On a raté l’occasion en or

          Bien des Togolais ont été étonnés de la prompte réaction de certains opposants suite aux événements survenus au domicile de Kpatcha Gnassingbé, laquelle réaction avait été considérée par Kpatcha comme un soutien à sa personne. Mais tous ceux qui publiquement haïssent les Gnassingbé mais qui se montrent aujourd’hui très sympathiques à l’égard du digne héritier du Timonier soutenant mordicus qu’il n’y a jamais eu coup d’Etat, le font par regret. Beaucoup considèrent que si Kpatcha réussissait à faire évincer son frère aîné, étant naïf et ne bénéficiant d’aucun soutien dans les milieux diplomatiques, plus réceptif aux honneurs qu’aux choses sérieuses, le pouvoir serait tout simplement par terre et il suffirait pour l’opposition radicale de se baisser pour le prendre comme Gbagbo l’avait fait en profitant de la querelle entre les héritiers de Houphouët. Il ne faut guère s’étonner si l’opposition mettait des avocats à contribution pour défendre Kpatcha à l’occasion du procès. La politique, c’est aussi ça et Machiavel l’a dit. Elle ne connaît de morale. Tous les moyens sont bons pour parvenir au pouvoir.
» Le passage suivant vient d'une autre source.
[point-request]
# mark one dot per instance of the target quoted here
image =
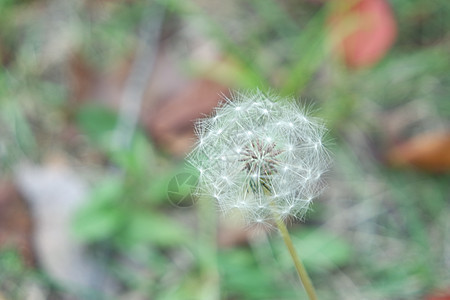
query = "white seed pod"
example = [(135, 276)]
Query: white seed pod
[(260, 155)]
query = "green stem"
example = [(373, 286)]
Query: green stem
[(304, 278)]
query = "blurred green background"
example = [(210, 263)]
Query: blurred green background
[(97, 104)]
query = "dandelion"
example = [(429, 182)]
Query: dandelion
[(263, 157)]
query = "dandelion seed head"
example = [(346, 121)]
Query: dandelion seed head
[(257, 154)]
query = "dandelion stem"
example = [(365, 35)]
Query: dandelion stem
[(304, 278)]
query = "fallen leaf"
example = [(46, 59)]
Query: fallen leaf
[(15, 222), (362, 31), (428, 152), (171, 122)]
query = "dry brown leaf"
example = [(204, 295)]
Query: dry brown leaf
[(428, 152)]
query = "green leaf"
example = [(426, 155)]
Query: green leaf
[(147, 226), (97, 122)]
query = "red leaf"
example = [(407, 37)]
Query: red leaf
[(362, 31)]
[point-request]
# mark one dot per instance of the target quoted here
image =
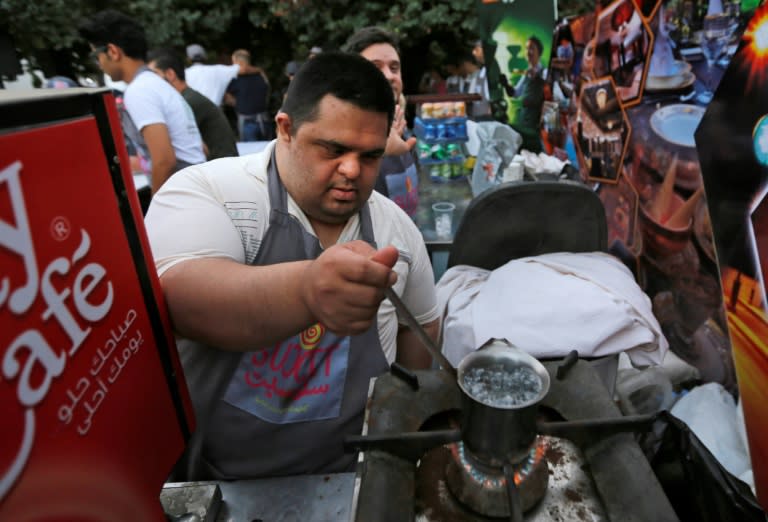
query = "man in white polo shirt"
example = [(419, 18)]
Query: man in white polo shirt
[(162, 121)]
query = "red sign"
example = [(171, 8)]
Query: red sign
[(92, 418)]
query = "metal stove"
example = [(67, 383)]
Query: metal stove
[(582, 465)]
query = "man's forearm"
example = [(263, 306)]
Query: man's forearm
[(234, 306)]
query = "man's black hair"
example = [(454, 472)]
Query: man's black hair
[(535, 41), (167, 59), (368, 36), (113, 27), (346, 76)]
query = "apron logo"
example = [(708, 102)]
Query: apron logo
[(299, 379), (310, 337)]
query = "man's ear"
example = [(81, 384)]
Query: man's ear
[(284, 126)]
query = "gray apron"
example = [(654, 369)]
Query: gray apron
[(284, 409)]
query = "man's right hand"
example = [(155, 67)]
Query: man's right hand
[(344, 287), (396, 145)]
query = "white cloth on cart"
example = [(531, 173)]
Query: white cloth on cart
[(549, 305)]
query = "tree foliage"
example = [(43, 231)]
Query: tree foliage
[(276, 31), (45, 31)]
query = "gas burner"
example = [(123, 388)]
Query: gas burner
[(483, 488), (569, 491), (592, 469)]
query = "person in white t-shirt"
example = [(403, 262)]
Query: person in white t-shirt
[(162, 120), (274, 267), (209, 80)]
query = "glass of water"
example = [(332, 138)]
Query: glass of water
[(443, 212)]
L’inquiétude des amis RPTistes du Gros

          Depuis que «Le Gros» est au gnouf, des barons du régime qui ne juraient que par lui, multiplient des gestes acrobatiques pour persuader Faure qu’ils sont avec lui. Malgré tout cela, on dit que c’est juste pour éviter les ennuis qu’ils font les hypocrites et qu’en fait, ils attendent le moment opportun pour montrer de quel bois ils se chauffent. Mais là aussi, il y a problème parce que le dilemme est profond. Si le pouvoir échappe au RPT, l’ouragan de l’alternance réglera les comptes à tous les barons proches de Kpatcha ou non et qui se sont insolemment et frauduleusement enrichis sur le dos des pauvres populations. On les connaît tous et ils se connaissent. Alors question rouge. Pour témoigner sincèrement leur reconnaissance au «Gros», ses inconditionnels vont-ils en finir avec Faure en battant campagne pour Gilchrist Olympio ou vont-ils vouloir sauver leurs privilèges en se rangeant derrière Faure.